Rep. Darrell Issa: Tea Party-Targeting IRS Staffers Took Their Orders From Washington

| Mon Jun. 3, 2013 12:14 PM EDT
Rep. Darrell Issa (R-Calif.).

Despite the claims of Obama administration officials, the IRS scandal is not the fault of "rogue" staffers in Cincinnati, according to Rep. Darrell Issa (R-Calif.). No, the chairman of the House oversight committee charges—despite the paucity of evidence backing him up—that it leads all the way back to the agency's headquarters in Washington.

On CNN's State of the Union on Sunday, Issa made some of his strongest claims yet that top IRS brass knew of, if not directed, the targeting of right-leaning groups applying for tax-exempt status for special scrutiny. Issa also ripped Obama administration officials for denying that the IRS scandal reaches back to Washington.

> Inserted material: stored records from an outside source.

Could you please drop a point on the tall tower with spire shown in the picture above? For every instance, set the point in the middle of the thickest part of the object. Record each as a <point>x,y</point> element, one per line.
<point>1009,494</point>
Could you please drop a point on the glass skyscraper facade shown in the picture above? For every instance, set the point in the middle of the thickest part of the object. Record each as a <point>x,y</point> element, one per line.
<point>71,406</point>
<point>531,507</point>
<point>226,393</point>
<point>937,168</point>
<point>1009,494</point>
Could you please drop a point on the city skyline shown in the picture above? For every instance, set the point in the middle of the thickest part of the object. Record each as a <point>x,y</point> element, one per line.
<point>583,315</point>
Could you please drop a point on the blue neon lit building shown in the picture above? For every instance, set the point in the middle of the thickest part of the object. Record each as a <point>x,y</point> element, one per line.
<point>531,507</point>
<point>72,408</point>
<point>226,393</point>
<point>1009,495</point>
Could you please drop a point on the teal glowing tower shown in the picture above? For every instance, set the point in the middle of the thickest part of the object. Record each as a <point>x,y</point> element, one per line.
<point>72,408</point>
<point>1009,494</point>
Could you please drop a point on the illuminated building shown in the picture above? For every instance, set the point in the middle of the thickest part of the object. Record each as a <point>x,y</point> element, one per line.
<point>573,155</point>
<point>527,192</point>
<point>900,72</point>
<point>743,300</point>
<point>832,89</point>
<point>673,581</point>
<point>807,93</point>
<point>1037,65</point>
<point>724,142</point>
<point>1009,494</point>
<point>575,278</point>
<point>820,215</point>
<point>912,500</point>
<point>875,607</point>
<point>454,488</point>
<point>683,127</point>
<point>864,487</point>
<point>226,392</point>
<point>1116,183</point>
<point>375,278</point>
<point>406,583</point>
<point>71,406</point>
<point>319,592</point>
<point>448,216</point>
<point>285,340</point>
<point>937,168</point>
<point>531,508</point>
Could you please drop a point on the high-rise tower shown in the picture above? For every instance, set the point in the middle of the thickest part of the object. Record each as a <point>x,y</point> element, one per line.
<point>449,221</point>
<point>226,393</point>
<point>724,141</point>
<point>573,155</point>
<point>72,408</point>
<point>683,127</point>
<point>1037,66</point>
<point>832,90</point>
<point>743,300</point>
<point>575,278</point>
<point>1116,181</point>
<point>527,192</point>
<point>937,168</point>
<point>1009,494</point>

"The administration is still trying to say there's a few rogue agents in Cincinnati, when in fact the indication is they were directly being ordered from Washington," Issa said.

He called White House Press Secretary Jay Carney the administration's "paid liar" while accusing him of dissembling about the extent of the IRS scandal. Carney, Issa said, is "still making up things about what happens and calling this a local rogue. The reason that [IRS director] Lois Lerner tried to take the Fifth [Amendment when asked to testify before Congress] is not because there's a rogue in Cincinnati. It's because this is a problem that was coordinated in all likelihood right out of Washington headquarters. And we're getting to proving it."

Issa also suggested—again, without evidence—that tea partiers' complaints about the agency's heavy-handed treatment were overlooked because it was an election year. "My gut tells me that too many people knew that this wrongdoing was going on before the election, and at least by some sort of convenient benign neglect allowed it to go on through the election, allowed these groups, these conservative groups, these, if you will, not friends of the president to be disenfranchised through an election," he said. "Now, I'm not making any allegations as to motive, that they set out to do it. But certainly, people knew it was happening."

There's been quite a bit of fallout since the IRS scandal erupted two weeks ago, when Lerner, who runs the IRS division that oversees politically active nonprofits, apologized for the singling out of conservative groups. Lerner is now on paid leave. Steven Miller, the acting commissioner of the IRS when the scandal broke, resigned his position; he was replaced by Danny Werfel, an Obama administration official. Members of the House and Senate have held numerous hearings on the issue, blasting Lerner, Miller, and the Treasury inspector general whose report found numerous examples of wrongdoing but no evidence of political bias. The release of an internal video showing IRS staffers learning a dance called the "Cupid Shuffle" at a 2010 conference has only added to the agency's woes.

Werfel, the current acting commissioner, will address the video and the IRS' targeting scandal at Congressional hearings this week.